Soft Adaptive Policy Optimization
Chang Gao, Chujie Zheng, Xiong-Hui Chen, Kai Dang, Shixuan Liu, Bowen Yu, An Yang, Shuai Bai, Jingren Zhou, Junyang Lin
2025-11-26
Summary
This paper focuses on improving how we train large language models (LLMs) using a technique called reinforcement learning. Specifically, it addresses the challenges of making this training process stable and effective.
What's the problem?
When using reinforcement learning to improve LLMs, the updates to the model can be very unstable. This is because the importance of each piece of text (token) used for learning can vary wildly, leading to big swings in the model's behavior. This problem is even worse in more complex LLMs that use a 'mixture of experts' approach. Previous methods tried to fix this by harshly limiting updates, but this often meant the model couldn't learn as well because useful information was thrown away.
What's the solution?
The researchers developed a new method called Soft Adaptive Policy Optimization (SAPO). Instead of abruptly cutting off updates, SAPO uses a more gentle approach. It smoothly reduces the impact of updates that are very different from the model's current understanding, while still allowing it to learn from updates that are more reasonable. Think of it like a volume knob instead of an on/off switch. This allows SAPO to be both consistent across entire sequences of text and adaptable to individual tokens within those sequences, preserving more learning signals.
Why it matters?
SAPO is important because it provides a more reliable and efficient way to train LLMs with reinforcement learning. The experiments showed that SAPO leads to more stable training and better performance on challenging tasks, like mathematical reasoning. It was also successfully used to improve a series of models called Qwen3-VL, demonstrating its broad applicability and scalability, meaning it works well with different model sizes and tasks.
Abstract
Reinforcement learning (RL) plays an increasingly important role in enhancing the reasoning capabilities of large language models (LLMs), yet stable and performant policy optimization remains challenging.
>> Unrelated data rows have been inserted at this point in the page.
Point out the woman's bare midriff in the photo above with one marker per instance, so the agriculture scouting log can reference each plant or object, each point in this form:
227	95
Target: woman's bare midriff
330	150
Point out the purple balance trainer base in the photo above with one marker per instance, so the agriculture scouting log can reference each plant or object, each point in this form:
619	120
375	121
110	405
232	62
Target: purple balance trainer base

Token-level importance ratios often exhibit high variance-a phenomenon exacerbated in Mixture-of-Experts models-leading to unstable updates. Existing group-based policy optimization methods, such as GSPO and GRPO, alleviate this problem via hard clipping, making it difficult to maintain both stability and effective learning. We propose Soft Adaptive Policy Optimization (SAPO), which replaces hard clipping with a smooth, temperature-controlled gate that adaptively attenuates off-policy updates while preserving useful learning signals. Compared with GSPO and GRPO, SAPO is both sequence-coherent and token-adaptive. Like GSPO, SAPO maintains sequence-level coherence, but its soft gating forms a continuous trust region that avoids the brittle hard clipping band used in GSPO. When a sequence contains a few highly off-policy tokens, GSPO suppresses all gradients for that sequence, whereas SAPO selectively down-weights only the offending tokens and preserves the learning signal from the near-on-policy ones, improving sample efficiency. Relative to GRPO, SAPO replaces hard token-level clipping with smooth, temperature-controlled scaling, enabling more informative and stable updates. Empirical results on mathematical reasoning benchmarks indicate that SAPO exhibits improved training stability and higher Pass@1 performance under comparable training budgets. Moreover, we employ SAPO to train the Qwen3-VL model series, demonstrating that SAPO yields consistent performance gains across diverse tasks and different model sizes. Overall, SAPO provides a more reliable, scalable, and effective optimization strategy for RL training of LLMs.